En la carta de Pablo a los Efesios en la Biblia nos dice: “Por tanto, imiten a Dios, como hijos muy amados” pero yo me pregunto: ¿Por qué nos parecemos tanto al mundo? Él también nos dice: Bienaventurado los pobres, los que sufren… pero pedimos por más prosperidad económica y por menos dolor… ¿qué pasa con aquellos grupos que fomentan estas cosas? Acaso no leen las Escrituras.
Alguien me dijo también que no era fácil imitar a Jesús o lo que es lo mismo, ser un buen cristiano, porque estamos rodeados de maldad y el ambiente nos obliga a ser como somos. Yo me pregunto: ¿Acaso, Jesús no se la pasó rodeado de ladrones, prostitutas, mentirosos, arrogantes? Y ¿Cómo fue su actitud? Él no se contaminó con el mundo, al contrario, impactaba al mundo donde estaba por ser completamente diferente a ellos.
Ante las circunstancias de la vida, qué cosa aflora de nosotros, ¿La actitud de Jesús? O ¿La del mundo? ¿Aflora en nosotros el amor, gozo, paz, paciencia, benignidad, fe, templanza, mansedumbre, dominio propio? A veces me avergüenzo cuando como “cristianos” reaccionamos tal como lo haría alguien que no conoce de Dios. Y lo que es peor, cuando lo hacemos lo contrario que haría un cristiano, siempre hay una excusa o razón “de peso” para haberlo hecho.
Me pregunto, si Jesús en persona nos pasara por un lado ¿Lo reconoceríamos? ¿Sería Jesús aceptado como miembro de nuestras iglesias de hoy? Tal vez algún ujier le llame la atención porque sus pies tal vez manchen la alfombra del templo.
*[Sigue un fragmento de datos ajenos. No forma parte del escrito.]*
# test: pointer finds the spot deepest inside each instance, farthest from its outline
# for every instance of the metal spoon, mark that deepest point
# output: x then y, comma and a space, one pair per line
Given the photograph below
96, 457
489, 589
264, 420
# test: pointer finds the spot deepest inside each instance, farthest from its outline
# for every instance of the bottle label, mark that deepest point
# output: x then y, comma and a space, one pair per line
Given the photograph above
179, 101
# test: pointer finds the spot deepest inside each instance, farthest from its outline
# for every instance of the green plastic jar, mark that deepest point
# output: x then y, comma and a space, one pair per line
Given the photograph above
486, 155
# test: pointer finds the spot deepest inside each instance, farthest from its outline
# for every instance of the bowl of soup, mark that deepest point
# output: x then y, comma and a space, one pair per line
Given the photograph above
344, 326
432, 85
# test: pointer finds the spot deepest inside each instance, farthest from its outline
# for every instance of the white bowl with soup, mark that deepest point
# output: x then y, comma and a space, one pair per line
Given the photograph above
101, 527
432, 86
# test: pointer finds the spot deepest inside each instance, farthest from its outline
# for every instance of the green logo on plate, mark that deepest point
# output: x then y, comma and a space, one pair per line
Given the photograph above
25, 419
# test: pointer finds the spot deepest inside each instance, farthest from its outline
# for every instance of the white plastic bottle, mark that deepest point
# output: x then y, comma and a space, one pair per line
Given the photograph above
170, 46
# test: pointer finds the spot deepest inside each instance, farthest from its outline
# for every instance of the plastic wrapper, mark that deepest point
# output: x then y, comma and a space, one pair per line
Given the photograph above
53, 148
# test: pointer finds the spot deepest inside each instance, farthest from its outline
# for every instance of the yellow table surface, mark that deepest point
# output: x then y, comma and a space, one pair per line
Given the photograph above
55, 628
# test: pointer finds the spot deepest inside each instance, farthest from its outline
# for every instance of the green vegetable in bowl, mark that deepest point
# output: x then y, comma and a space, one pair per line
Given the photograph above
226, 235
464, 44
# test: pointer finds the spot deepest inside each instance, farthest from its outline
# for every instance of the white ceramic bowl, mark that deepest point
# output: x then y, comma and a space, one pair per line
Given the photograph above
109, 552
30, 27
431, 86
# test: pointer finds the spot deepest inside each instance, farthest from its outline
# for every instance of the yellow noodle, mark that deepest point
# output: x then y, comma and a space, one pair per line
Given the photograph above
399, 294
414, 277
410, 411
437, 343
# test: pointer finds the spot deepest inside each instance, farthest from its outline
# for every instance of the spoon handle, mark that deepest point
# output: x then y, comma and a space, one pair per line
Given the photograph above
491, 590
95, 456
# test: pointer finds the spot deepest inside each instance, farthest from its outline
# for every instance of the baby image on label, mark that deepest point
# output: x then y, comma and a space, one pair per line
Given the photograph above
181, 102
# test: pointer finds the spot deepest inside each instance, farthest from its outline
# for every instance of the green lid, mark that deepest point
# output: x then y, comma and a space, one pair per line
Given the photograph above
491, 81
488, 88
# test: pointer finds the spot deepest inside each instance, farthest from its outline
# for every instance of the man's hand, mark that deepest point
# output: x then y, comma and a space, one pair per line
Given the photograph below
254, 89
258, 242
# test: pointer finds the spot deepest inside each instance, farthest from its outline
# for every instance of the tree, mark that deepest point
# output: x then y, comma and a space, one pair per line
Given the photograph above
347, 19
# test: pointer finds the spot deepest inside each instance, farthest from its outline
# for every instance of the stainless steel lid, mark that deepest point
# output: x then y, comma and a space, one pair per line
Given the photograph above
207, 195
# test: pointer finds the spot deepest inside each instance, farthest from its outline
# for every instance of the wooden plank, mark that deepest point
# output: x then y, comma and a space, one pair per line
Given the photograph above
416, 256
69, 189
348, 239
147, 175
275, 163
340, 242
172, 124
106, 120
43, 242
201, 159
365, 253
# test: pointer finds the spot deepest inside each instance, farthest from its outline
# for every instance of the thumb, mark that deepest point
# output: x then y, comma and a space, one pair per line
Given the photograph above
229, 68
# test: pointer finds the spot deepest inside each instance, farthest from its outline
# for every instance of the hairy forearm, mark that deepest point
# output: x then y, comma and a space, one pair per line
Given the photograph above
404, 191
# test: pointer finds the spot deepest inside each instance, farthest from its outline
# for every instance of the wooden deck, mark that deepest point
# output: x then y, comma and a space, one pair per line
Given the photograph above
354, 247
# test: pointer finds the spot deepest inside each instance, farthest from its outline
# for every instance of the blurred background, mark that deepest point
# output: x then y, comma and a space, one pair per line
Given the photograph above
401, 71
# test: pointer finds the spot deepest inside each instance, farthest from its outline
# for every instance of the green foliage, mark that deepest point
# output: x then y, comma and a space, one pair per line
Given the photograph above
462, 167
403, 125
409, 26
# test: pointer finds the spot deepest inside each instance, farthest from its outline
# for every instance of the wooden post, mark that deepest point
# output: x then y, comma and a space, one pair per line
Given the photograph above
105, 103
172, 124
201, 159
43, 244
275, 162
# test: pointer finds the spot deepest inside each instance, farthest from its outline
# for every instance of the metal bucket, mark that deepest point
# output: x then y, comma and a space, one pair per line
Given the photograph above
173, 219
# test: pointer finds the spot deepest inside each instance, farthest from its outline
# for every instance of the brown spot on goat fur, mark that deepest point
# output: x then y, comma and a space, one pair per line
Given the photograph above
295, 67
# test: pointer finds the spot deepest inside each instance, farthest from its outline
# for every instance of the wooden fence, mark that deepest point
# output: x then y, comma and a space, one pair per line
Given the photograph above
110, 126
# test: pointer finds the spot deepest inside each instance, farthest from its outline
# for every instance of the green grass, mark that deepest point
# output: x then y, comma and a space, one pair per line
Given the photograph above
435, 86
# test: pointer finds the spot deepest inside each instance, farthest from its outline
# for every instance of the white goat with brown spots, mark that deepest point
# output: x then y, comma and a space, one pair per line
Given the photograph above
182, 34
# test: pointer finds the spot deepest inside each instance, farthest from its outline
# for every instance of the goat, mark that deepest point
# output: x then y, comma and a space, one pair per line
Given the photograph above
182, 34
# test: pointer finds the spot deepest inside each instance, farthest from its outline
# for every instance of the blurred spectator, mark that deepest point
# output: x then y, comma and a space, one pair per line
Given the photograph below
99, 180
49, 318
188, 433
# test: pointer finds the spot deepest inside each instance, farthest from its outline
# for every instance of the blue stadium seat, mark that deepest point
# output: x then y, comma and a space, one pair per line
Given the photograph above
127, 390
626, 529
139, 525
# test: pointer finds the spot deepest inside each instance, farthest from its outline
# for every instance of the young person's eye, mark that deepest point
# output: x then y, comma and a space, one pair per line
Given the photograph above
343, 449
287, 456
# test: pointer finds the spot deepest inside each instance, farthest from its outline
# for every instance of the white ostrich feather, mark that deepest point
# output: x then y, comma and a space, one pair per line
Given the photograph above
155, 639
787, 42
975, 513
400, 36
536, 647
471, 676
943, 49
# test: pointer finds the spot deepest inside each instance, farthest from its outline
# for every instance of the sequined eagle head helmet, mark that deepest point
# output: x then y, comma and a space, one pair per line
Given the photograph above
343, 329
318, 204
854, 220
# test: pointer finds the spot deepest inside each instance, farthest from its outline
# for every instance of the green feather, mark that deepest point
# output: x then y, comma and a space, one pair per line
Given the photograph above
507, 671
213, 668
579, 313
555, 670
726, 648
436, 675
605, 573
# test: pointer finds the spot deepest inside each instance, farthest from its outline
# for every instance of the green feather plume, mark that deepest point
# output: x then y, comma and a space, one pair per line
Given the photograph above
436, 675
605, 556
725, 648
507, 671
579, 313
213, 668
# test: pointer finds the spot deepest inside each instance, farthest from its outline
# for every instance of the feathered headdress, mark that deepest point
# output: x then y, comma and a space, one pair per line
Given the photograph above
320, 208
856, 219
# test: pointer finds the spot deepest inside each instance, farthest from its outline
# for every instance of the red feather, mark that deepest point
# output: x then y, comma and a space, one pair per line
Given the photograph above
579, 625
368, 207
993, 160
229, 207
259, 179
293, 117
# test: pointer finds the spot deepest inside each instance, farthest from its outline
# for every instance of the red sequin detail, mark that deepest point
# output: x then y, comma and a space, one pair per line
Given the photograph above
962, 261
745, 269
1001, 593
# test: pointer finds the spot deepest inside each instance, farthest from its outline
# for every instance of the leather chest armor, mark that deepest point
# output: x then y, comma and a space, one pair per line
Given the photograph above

En qué pensamos cuando en nuestras iglesias hay tanta ley de hombres y hemos dejado de lado la Palabra de Dios. “Por tanto, imiten a Dios, como hijos muy amados, y lleven una vida de amor, así como Cristo nos amó y se entregó por nosotros como ofrenda y sacrificio fragante para Dios” (Efesios 5:1-2)
Recordemos a los creyentes de Tesalónica: “Ustedes se hicieron imitadores nuestros y del Señor cuando, a pesar de mucho sufrimiento, recibieron el mensaje con la alegría que infunde el Espíritu Santo. De esta manera se constituyeron en ejemplo para todos los creyentes de Macedonia y de Acaya” (1 Tesalonicenses 1:6-7) que nuestro ejemplo sea digno de seguir porque a quien seguimos es a Jesús. ¿A quién estamos imitando, a Jesús o a algún artista famoso?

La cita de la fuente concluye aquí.